Es probable que en unas cuantas semanas General Motors dé inicio a un proceso de quiebra en Estados Unidos. Por esa razón, la historia del asesinato del auto eléctrico cobra gran relevancia.
Desde hace cien años, la producción de un auto eléctrico ha tentado a las compañías automotrices, pero la trayectoria tecnológica en esta industria permaneció vinculada al motor de combustión interna. Hoy los problemas de salud pública, el costo del combustible y la necesidad de reducir emisiones de gases invernadero promueven un formato mecánico menos agresivo con el medio ambiente.

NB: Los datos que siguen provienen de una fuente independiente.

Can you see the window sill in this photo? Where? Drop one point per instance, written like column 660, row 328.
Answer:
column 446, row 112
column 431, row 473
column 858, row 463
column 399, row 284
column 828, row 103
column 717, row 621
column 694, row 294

Cuando en los años 80 varias compañías experimentaron con prototipos de auto eléctrico, el Consejo de Recursos Atmosféricos (CARB) del estado de California percibió que el vehículo de emisiones cero había dejado de ser ciencia ficción. En 1990 dictó una orden a los fabricantes de autos: si querían seguir vendiendo unidades en ese estado, 10 por ciento de sus vehículos tenía que tener cero emisiones de gases contaminantes.
Aunque este mandato los disgustó, varias empresas se prepararon para acatarlo. General Motors lanzó al mercado un vehículo eléctrico, el EV1, con baterías convencionales de plomo y ácido. Poco después fue dotado de una batería de níquel e hidruro metálico (como las pilas Ni/MH de uso común), que le proporcionó un rango de autonomía de por lo menos 250 kilómetros con una sola carga. Es el mismo tipo de baterías que hoy usan varios autos híbridos.
El dueño de un EV1 podía recargar su unidad en su casa por la noche y el costo de operación era comparable con el de los de gasolina. Las ventajas se manifestaban, sobre todo, en el mantenimiento y costo de refacciones, pues el EV1 suprime muchas partes y componentes esenciales en el motor de combustión interna.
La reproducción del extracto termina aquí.